À ce sujet, d’ailleurs, il n’y avait pas lieu de suspecter les sentiments de Jane Burker. L’affection qu’elle éprouvait pour sa cousine était sans restrictions comme sans calculs. Loin de blâmer la sincère amitié qui unissait ces deux jeunes femmes, Len Burker l’avait encouragée, sans doute dans une vision confuse de l’avenir et des avantages que cette liaison pourrait lui rapporter. Il savait, d’ailleurs, que Jane ne dirait jamais rien de ce qu’elle ne devait pas dire, qu’elle garderait une prudente réserve sur sa situation personnelle, sur ce qu’elle ne pouvait ignorer des blâmables affaires où il s’était engagé, sur les difficultés au milieu desquelles son ménage commençait à se débattre. Là-dessus, Jane se tairait, et il ne lui échapperait pas même une récrimination. On le répète, entièrement dominée par son mari, elle en subissait l’absolue influence bien qu’elle le connût pour un homme sans conscience, ayant perdu tout reste de sens moral, capable de s’abandonner aux actes les plus impardonnables. Et, après tant de désillusions, comment aurait-elle pu lui conserver la moindre estime ? Mais – on ne saurait trop revenir sur ce point essentiel – elle le redoutait, elle était entre ses mains comme un enfant, et, rien que sur un signe de lui, elle le suivrait encore, si sa sécurité l’obligeait à s’enfuir, en n’importe quelle partie du monde. Enfin, ne fût-ce que par respect d’elle-même, elle n’eût rien voulu laisser voir des misères qu’elle endurait, même à sa cousine Dolly, qui les soupçonnait peut-être, sans en avoir jamais reçu confidence.

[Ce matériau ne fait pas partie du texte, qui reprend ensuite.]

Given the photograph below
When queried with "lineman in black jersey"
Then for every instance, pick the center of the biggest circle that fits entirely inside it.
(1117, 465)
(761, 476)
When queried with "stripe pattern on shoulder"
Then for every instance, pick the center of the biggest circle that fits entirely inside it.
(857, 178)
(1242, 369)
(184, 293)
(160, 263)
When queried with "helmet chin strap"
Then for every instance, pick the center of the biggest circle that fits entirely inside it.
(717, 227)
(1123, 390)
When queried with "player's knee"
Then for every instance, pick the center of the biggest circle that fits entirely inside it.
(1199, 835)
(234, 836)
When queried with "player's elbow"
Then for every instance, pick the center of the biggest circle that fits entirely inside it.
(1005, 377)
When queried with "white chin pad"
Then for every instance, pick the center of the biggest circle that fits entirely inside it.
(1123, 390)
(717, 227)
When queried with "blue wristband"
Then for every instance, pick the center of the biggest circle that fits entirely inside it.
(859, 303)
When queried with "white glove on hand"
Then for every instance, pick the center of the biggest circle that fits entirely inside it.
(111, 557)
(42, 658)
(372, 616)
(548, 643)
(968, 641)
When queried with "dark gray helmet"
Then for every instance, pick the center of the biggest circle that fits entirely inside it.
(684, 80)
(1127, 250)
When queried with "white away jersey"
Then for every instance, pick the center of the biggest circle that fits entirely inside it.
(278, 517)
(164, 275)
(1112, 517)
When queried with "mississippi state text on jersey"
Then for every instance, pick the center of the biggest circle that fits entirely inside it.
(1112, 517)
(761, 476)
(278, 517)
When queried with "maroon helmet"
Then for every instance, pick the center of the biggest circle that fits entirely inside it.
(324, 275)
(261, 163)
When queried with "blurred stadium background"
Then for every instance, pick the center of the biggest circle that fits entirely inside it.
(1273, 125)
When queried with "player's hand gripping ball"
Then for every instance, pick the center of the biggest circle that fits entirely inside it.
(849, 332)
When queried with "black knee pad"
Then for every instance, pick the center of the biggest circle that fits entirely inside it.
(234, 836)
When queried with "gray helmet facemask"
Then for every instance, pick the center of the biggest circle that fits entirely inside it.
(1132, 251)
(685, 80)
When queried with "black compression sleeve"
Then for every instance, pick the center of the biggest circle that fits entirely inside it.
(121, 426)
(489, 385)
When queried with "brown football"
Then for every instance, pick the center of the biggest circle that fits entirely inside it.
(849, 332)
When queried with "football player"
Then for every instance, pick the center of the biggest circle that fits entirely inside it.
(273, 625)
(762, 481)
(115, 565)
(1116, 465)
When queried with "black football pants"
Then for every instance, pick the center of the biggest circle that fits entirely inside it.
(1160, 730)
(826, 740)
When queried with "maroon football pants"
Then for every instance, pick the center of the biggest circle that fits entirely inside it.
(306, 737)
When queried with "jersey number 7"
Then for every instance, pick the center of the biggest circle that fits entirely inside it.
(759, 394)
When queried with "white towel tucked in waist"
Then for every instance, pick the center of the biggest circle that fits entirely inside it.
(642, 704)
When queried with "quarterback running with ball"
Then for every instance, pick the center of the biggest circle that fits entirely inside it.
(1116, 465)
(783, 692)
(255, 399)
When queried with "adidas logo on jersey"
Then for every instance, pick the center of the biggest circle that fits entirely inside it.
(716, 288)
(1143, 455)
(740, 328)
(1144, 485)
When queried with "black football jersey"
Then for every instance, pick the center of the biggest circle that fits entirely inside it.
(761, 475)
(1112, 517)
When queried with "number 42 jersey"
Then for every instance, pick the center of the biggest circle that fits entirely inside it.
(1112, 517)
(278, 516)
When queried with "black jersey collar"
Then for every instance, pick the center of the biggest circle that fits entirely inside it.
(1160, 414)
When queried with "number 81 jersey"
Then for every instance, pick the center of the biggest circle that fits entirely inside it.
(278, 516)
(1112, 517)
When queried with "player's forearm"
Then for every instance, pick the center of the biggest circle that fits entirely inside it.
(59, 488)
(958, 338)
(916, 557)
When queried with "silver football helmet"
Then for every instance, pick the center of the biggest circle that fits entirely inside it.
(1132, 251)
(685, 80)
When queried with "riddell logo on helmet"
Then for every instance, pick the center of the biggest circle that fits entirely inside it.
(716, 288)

À présent, la situation de John et de Dolly Branican, d’une part, celle de Len et de Jane Burker, de l’autre, sont suffisamment établies pour l’intelligence des faits qui vont être relatés. Dans quelle mesure ces situations allaient-elles être modifiées par les événements inattendus qui devaient, si prochainement et si soudainement, se produire ? Personne n’eût jamais put le prévoir.

III – Prospect-House

 

Voilà trente ans, la basse Californie – un tiers environ de l’État de Californie – ne comptait encore que trente-cinq mille habitants. Actuellement, c’est par cent cinquante mille que se chiffre sa population. À cette époque, les territoires de cette province, reculée aux confins de l’Ouest-Amérique, étaient tout à fait incultes, et ne semblaient propres qu’à l’élevage du bétail. Qui aurait pu deviner quel avenir était réservé à une région si abandonnée, alors que les moyens de communication se réduisaient, par terre, à de rares voies frayées sous la roue des chariots ; par mer, à une seule ligne de paquebots, qui faisaient les escales de la côte.

Et cependant, depuis l’année 1769, un embryon de ville existait à quelques milles dans l’intérieur, au nord de la baie de San-Diégo. Aussi la ville actuelle peut-elle réclamer dans l’histoire du pays l’honneur d’avoir été le plus ancien établissement de la contrée californienne.

Lorsque le nouveau continent, rattaché à la vieille Europe par de simples liens coloniaux que le Royaume-Uni s’opiniâtrait à tenir trop serrés, eut donné une violente secousse, ces liens se rompirent. L’union des États du Nord-Amérique se fonda sous le drapeau de l’indépendance. L’Angleterre n’en conserva plus que des lambeaux, le Dominion et la Colombie, dont le retour est assuré à la confédération dans un temps peu éloigné sans doute.